Sin que recuerde por qué, me cambié a una residencia de músicos, ¿Tal vez porque soy músico? Si, soy músico de corazón. Me gusta oír ejercitarse el clarinete, sonando por horas y horas la misma nota, y una soprano gorda esca­lando a arpegios el Everest... El mundo no sabe qué está pasando, yo sí: el uno está agarrando embocadura, la otra impostando la voz. Y que se aguanten los vecinos! No hay cosa que me tranquilice más que una aprendiz de clarinete, o un pianista niño en los ejercicios de Ha­non...
De Roma parte para Francia, a buscar donde estudiar cine y Francia lo recibe como es fama saben recibir los franceses: "Mi primera im­presión de Francia es un bofetón a las ilusiones: un francés. Uno de los vendedores de san­dwiches y refrescos que suben a los trenes a ver si uno les hace el favor de comprarles algo. Pues el sujeto le hace tamaño escándalo a un pobre hombre porque éste no le puede pagar en francos. Y ¿de dónde quería que sacara los francos, don gran hijueputa, si el señor viene de Italia y vamos en un tren? ¿Quiere que salte al rastrojo? ... ".

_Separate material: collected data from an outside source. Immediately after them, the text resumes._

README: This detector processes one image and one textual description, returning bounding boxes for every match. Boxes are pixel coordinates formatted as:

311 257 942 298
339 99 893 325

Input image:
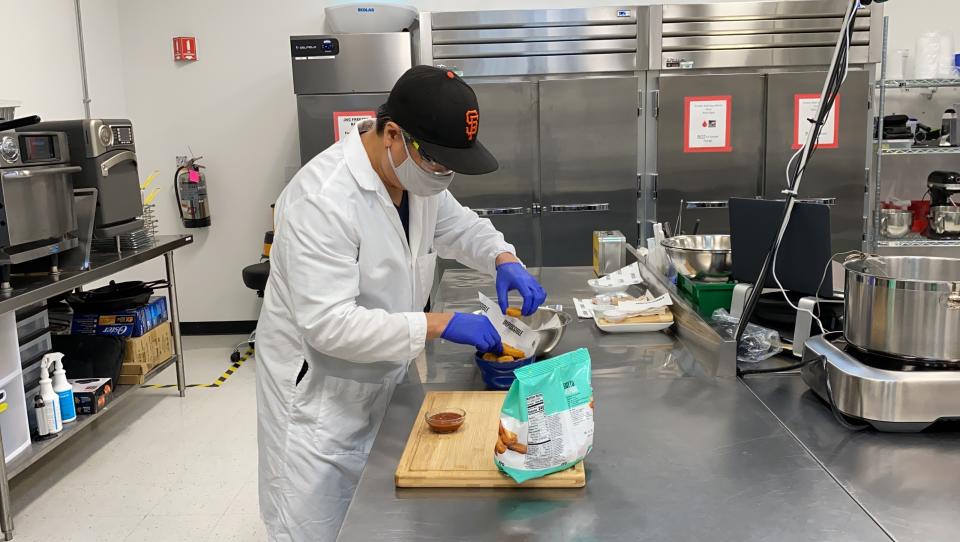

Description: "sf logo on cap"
465 109 479 141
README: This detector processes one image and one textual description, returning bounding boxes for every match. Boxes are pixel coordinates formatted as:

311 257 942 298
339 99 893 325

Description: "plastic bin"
16 310 49 343
676 275 736 319
21 357 42 392
0 373 32 463
19 331 51 367
14 300 45 321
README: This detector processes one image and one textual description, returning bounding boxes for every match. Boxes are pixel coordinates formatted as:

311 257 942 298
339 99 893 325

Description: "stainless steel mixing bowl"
660 235 733 282
518 307 573 357
473 306 573 357
879 208 913 238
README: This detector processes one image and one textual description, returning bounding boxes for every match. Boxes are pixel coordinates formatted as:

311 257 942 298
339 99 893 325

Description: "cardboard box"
70 378 114 415
72 296 168 337
119 322 172 383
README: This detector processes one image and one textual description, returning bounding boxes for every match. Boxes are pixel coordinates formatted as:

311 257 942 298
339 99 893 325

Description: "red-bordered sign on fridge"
793 94 840 150
683 95 732 153
332 111 376 142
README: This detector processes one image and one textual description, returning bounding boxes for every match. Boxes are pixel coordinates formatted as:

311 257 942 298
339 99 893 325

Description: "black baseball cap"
384 66 498 175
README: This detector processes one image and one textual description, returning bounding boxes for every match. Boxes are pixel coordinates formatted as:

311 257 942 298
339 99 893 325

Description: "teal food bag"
494 348 594 484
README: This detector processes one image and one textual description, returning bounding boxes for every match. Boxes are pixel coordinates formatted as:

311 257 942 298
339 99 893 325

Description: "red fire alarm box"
173 37 198 61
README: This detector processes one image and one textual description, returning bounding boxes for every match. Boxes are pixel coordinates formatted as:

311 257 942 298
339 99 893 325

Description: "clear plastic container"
21 358 42 392
18 331 51 366
16 310 48 342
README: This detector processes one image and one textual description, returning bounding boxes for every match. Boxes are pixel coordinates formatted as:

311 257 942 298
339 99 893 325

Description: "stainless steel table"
745 374 960 542
0 235 192 540
337 267 891 541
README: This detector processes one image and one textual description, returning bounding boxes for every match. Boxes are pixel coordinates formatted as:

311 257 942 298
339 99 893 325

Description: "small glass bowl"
425 407 466 434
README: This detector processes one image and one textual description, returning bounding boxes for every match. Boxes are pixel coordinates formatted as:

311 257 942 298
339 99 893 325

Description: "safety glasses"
402 131 454 177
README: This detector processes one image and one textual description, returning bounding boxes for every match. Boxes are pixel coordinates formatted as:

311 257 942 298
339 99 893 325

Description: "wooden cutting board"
395 391 586 488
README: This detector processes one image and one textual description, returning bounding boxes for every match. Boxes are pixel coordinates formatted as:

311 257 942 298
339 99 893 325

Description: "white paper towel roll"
937 34 956 78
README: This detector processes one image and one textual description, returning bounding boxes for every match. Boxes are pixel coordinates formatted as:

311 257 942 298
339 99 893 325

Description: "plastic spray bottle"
48 353 76 423
38 356 62 434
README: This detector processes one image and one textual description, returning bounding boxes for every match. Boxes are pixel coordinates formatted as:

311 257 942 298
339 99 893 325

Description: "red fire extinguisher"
174 156 211 228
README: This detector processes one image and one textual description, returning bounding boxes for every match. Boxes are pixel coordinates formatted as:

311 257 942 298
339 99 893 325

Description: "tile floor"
8 335 263 542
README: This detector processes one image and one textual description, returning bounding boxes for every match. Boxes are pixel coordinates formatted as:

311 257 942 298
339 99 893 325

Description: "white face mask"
387 135 455 197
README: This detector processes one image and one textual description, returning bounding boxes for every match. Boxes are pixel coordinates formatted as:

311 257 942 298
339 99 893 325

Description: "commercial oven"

Tampoco logra entrar al Idhec y sus estudios de cine en Francia no pueden ser. Vaga un tiempo por París; malvive y malduerme en un hotelucho que regenta una arpía malhumorada a quien deja en el momento de partir una caja de chocolatines generosamente inyectados de veneno. Y se va a España.
Está en Madrid y en Castilla, y en Ávila y después de aventurar por ciudades, pueblos y muchachos, vuelve a la Roma que es su centro de operaciones y de Roma torna finalmente a Colombia, a esa Colombia suya que repudia y repudiada, frente a la que experimenta una rara sensación, un fenómeno síquico que involu­cra simultáneamente la atracción y la repulsión.
"Los caminos a Roma", es el tercer volumen de una trilogía iniciada con Los días azules y que Fernando Vallejo ha dedicado a contar su vida maravillosamente vestida con el ropaje de la novela. Vallejo sigue mostrándose aquí co­mo el gran escritor que es, dueño de un caste­llano vigoroso y cordial, de un estilo literario definido y de una capacidad incuestionable para novelar que le coloca entre los mejores de Latinoamérica.

(1). "Los caminos de Roma", Fernando Vallejo, Editorial Planeta Colombia S.A. Bogo­tá 1988,124 págs.